My Grandmother Erna Pritzlaff was an avid gardener and her lake country home was a treasured haven throughout my childhood. It was there that I first began to notice the strong ties between nature and design. Look at nearly any flower and you can see what I mean, then extrapolate that to an entire garden (typically someone’s well laid out vision of natural beauty), then beyond that to the natural landscape created by mother nature and our creator… Both were intriguing to me. Over time my landscape design direction has been refined to design with nature first and foremost, with a few technical/structural design elements added in for comfort and contrast.

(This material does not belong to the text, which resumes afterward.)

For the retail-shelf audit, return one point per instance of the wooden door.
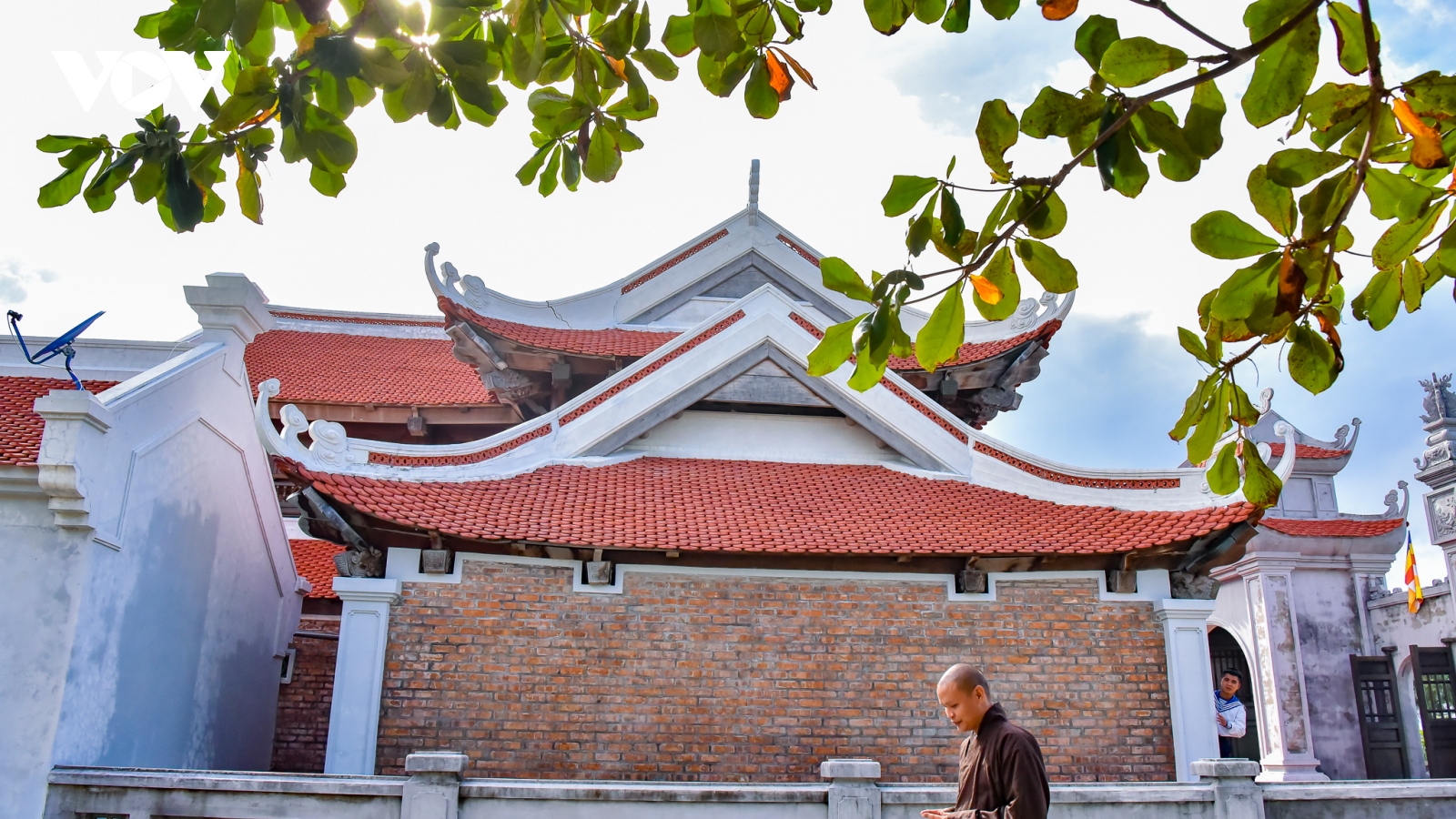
(1378, 703)
(1436, 695)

My Great Aunt Dorothea Mayer studied art and music throughout her life. My Aunt Dede Pritzlaff was an established photographer and her photos of the important figures of her day included Jake LaMotta, Jackie Gleason, and Georgia O’Keefe. They were both great influences and great inspirations to my cultural and artistic development in the visual arts.
Finally, my father was an engineer with a keen appreciation of industrial design, and my mother’s education in interior design influenced every aspect of our home environment. She had other creative outlets as well such as needlepoint, and making collages.

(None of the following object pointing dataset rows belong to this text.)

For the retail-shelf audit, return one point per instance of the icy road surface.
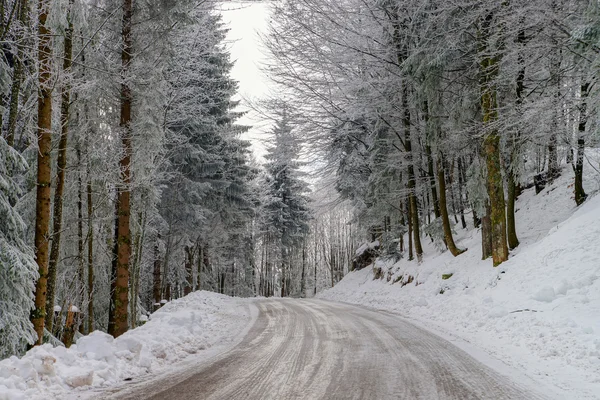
(312, 349)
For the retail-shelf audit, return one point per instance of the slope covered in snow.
(539, 312)
(174, 333)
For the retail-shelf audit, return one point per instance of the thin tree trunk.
(486, 234)
(409, 219)
(430, 170)
(80, 245)
(461, 203)
(513, 240)
(118, 323)
(44, 173)
(580, 194)
(90, 254)
(303, 277)
(69, 329)
(412, 198)
(449, 239)
(157, 285)
(17, 74)
(189, 259)
(61, 168)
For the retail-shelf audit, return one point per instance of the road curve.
(311, 349)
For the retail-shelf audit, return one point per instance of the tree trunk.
(444, 210)
(460, 188)
(495, 184)
(303, 277)
(412, 198)
(61, 168)
(513, 241)
(189, 261)
(44, 172)
(118, 323)
(17, 74)
(580, 194)
(90, 254)
(80, 243)
(486, 234)
(69, 329)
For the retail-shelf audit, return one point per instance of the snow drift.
(179, 329)
(538, 312)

After high school, my focus was centered on our natural world and I enrolled in the forestry program at the University of Wyoming. But that didn’t provide me with an outlet for my creative instincts and design abilities. So I turned to Landscape Architecture to combine both nature and design.
For many years, the primary outlet for my creativity has been through landscape architecture. I have a bachelor’s degree in landscape architecture from the University of Wisconsin and have worked in the landscape field for over 35 years. I currently own Luminoptics Lighting, a landscape lighting business which has provided me with yet another avenue to express my creativity.

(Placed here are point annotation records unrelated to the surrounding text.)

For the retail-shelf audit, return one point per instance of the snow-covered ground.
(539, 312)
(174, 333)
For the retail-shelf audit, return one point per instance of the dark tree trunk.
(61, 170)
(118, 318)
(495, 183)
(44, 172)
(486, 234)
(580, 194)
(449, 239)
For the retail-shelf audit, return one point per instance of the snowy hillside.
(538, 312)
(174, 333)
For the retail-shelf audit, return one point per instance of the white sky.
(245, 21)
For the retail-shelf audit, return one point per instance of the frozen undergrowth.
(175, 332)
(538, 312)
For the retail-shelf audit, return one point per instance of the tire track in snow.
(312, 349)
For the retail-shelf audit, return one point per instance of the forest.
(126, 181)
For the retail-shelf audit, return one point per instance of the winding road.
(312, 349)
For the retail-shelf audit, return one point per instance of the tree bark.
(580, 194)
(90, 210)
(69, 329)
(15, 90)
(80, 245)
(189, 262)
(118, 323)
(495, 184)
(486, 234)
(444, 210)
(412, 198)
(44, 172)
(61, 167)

However, I have also been an avid photographer – ever since I received my first camera at age 10. More recently, the need to further express myself through photography has reached a new crescendo, moving me in directions still unknown. As you look through my online galleries, you will see that I am eagerly exploring many facets of this infinite medium.
EDUCATION & EXPERIENCE
Attended University of Wyoming – Forestry Program: 1974 – 1976
Bachelor of Science in Landscape Architecture – University of Wisconsin Madison: 1980
Landscape Design/Construction metro Chicago area: 1980 – 1986
Landscape Design/Construction metro Milwaukee area: 1986 – 1990
Freelance Landscape Architect and owner of Luminoptics Lighting. 1986 – present
Photographer for 50 years
I cherish all of my senses but I certainly gravitate toward visual stimuli. I have heard any number of painters say that they strive to make their work look like photographic images. Conversely, my goal is to create Fine Art Photographic Images that appear more like paintings or pastels. As a landscape architect, the theme of many of my photos has centered around our natural environment, plants, and landscapes. In recent years my images have become more abstract. I have been using my camera to look beneath the surface, to turn forms and objects inside out and to find the, often unseen, beauty in the objects of everyday life. My process begins with the raw capture, obviously. From there I apply post-processing techniques, sometimes a little – sometimes a lot, to bring the image to full fruition. These abstract images can come from nature or the man made world. That is where my interest and focus currently lies and will remain for the foreseeable future. As you will see in my galleries, in the end, if I am about anything, it’s color.